Having the Fourier Transform defined as $$\mathcal{F}(f(x)) = \hat{f}(k) = \frac{1}{\sqrt{2\,\pi}} \int_{-\infty}^{+\infty} f(x)\,e^{\displaystyle -i\,k\,x}\,\mathrm{dx}$$
I am asked to form the FT of the product of two function $f_1(x)\,f_2(x)$.
Writing it out is kind of dull: $$\mathcal{F}(f_1\,f_2) = \frac{1}{\sqrt{2\,\pi}} \int_{-\infty}^{+\infty} f_1(x)\,f_2(x)\,e^{\displaystyle -i\,k\,x}\,\mathrm{dx}$$
I'm sure this is not the final answer because of some manipulations that can be done.

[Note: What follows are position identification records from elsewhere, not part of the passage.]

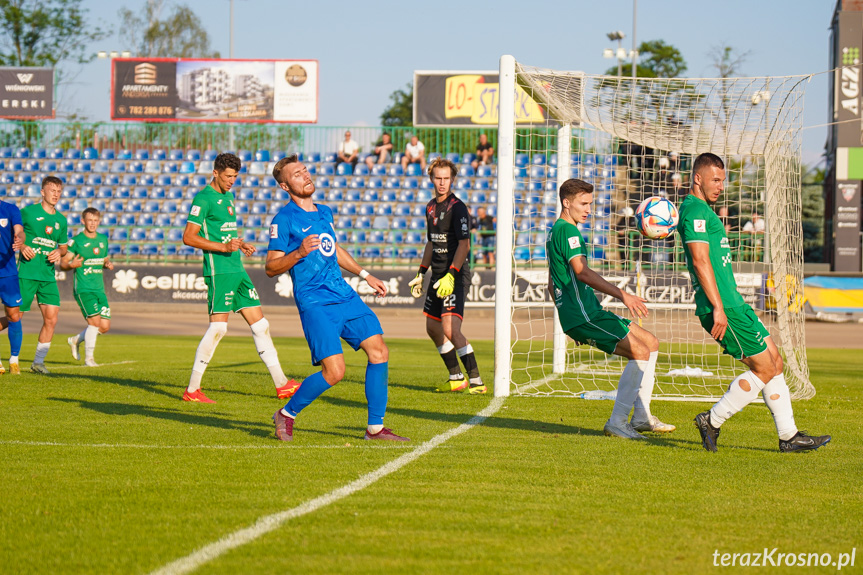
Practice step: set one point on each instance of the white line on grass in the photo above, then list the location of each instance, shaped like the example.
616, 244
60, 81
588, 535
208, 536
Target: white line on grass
62, 367
272, 522
359, 445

Presumable it is expected to discover the convolution out of nowhere:
$$ \begin{align*}\mathcal{F}(f_1\,f_2) = \hat{f}_1 \star \hat f_2 = &\int_{-\infty}^{+\infty}\hat{f}_1\,(k')\,\hat{f}_2(k-k')\,\mathrm{dk'}\\\\ &\int_{-\infty}^{+\infty}\left[\,\frac{1}{\sqrt{2\,\pi}}\int_{-\infty}^{+\infty}f_1(x)\,e^{\displaystyle -i\,k'\,x}\mathrm{dx}\,\frac{1}{\sqrt{2\,\pi}}\int_{-\infty}^{+\infty}f_2(x)\,e^{\displaystyle -i\,(k-k')\,x}\,\mathrm{dx}\,\right]\mathrm{dk'}\end{align*}$$
Actually (if right so far) the formula can be recovered simply by rewriting the first equation: $$\\e^{\displaystyle-i\,k\,x} = e^{\displaystyle -i(k-k')\,x}\,e^{\displaystyle-i\,k'\,x}$$
I just wonder how it comes one integrates over $k'$ and if it's not total nonsense at all.
Best Answer
Assuming the Fourier transform is defined by
$$F(\omega)=\mathcal{F}_x[f(x)](\omega)=\int\limits_{-\infty}^\infty f(x)\,e^{-i\,\omega\,x}\,dx\tag{1}$$
and the inverse Fourier transform is defined by
$$f(x)=\mathcal{F}_{\omega}^{-1}[F(\omega)](x)=\int\limits_{-\infty}^\infty F(\omega)\,e^{i\,x\,\omega}\,d\omega\tag{2}$$
the convolution
$$F_1(\omega)\,*\,F_2(\omega)=\int\limits_{-\infty}^\infty F_1(\omega')\,F_2(\omega-\omega')\,d\omega'=\int\limits_{-\infty}^\infty F_1(\omega')\,\left(\int\limits_{-\infty}^\infty f_2(x)\,e^{-i\,(\omega-\omega')\,x}\,dx\right)\,d\omega'\tag{3}$$
can be evaluated by interchanging the order of integration as
$$F_1(\omega)\,*\,F_2(\omega)=\int\limits_{-\infty}^\infty f_2(x)\,\left(\int\limits_{-\infty}^\infty F_1(\omega')\,e^{i\,x\,\omega'}\,d\omega'\right)\,e^{-i\,\omega\,x}\,dx$$ $$=\int\limits_{-\infty}^\infty f_2(x)\,f_1(x)\,e^{-i\,\omega\,x}\,dx\tag{4}=\mathcal{F}_x[f_1(x)\,f_2(x)](\omega)$$
so the Fourier transform of the product of two functions is the convolution of the Fourier transforms of the two functions.